Boy 'scared' after finding racist graffiti at Salford flats

David Yamba
Image caption David Yamba saw the graffiti on his way to school

A 10-year-old boy says he is "too scared" to walk to school after racist graffiti was daubed outside his home.

David Yamba found "No Blacks" painted on three doors in his block of flats in Salford on 8 February, five days after his family had moved in.

His father Jackson reported it to Greater Manchester Police on the same day but said on Saturday they "still haven't been here to investigate".

The force has since apologised and said it would review its approach.

Image copyright Jackson Yamba
Image caption The graffiti was painted on three doors at the block of flats

Recalling when he found the graffiti before going to school, David said: "I started crying because I thought that something was going to happen to me or they may have been waiting there.

"I got frightened and I was holding my dad's shirt becauseā€¦ I didn't want to get hurt."

"I kept asking my daddy was the police going to arrive yet."

His father Jackson, who is training to become a lawyer, said the police worker who took his call was "quite nice [...] she told me that they would be sending someone over".

But he said there was then "no phone call, no visit, nothing at all" until he tweeted about it on Saturday night.

Responding to Mr Yamba's posts, GMP chief constable Ian Hopkins apologised on Twitter, saying: "That is frankly just not good enough. There may have been other issues at the time, but we should have followed up quickly. It's an appalling crime you and your family have suffered."

Adding there had been "104 open incidents in Salford that morning", he wrote: "It was dealt with on the telephone initially in agreement with the victim. It is after that we have failed to follow up quickly enough."

Image caption Jackson Yamba said GMP did not initially follow up his report

Ch Insp David Gilbride, who visited Mr Yamba at his flat on Sunday, said: "This is an abhorrent crime and there is no room for hatred and prejudice in our society.

"We always strive to provide the best possible service to the public that we can, and provide an appropriate and expedient response.

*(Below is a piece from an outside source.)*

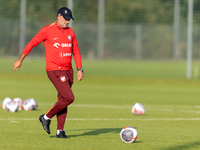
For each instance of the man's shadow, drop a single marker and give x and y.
(95, 132)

"Where we fall short of this, we will review our approach and look to learn from it."

Hate crimes

  • GMP recorded 2,720 hate crime cases in 2013 and 7,526 in 2017
  • After the 2017 Manchester terror attack, the force said it received an increase in reports
  • There were 94,098 hate crimes recorded by the police in England and Wales in 2017-18, of which 76% were categorised as race hate offences
  • The overall figure reflects a 17% rise on the previous year
  • The Home Office said the increase was "thought to be largely driven by improvements in police recording, although there has been spikes in hate crime following certain events such as the EU Referendum and the terrorist attacks in 2017"
  • Fewer people are being charged with racially and religiously aggravated hate crimes in England and Wales, despite a two-fold increase in reports

Ch Insp Gilbride appealed for information, saying he would ensure this incident was "fully investigated as a hate crime".

Andy Burnham, mayor of Greater Manchester, tweeted: "This has no place whatsoever in Greater Manchester. Glad GMP investigating but Chief Constable right to inquire why this wasn't done sooner."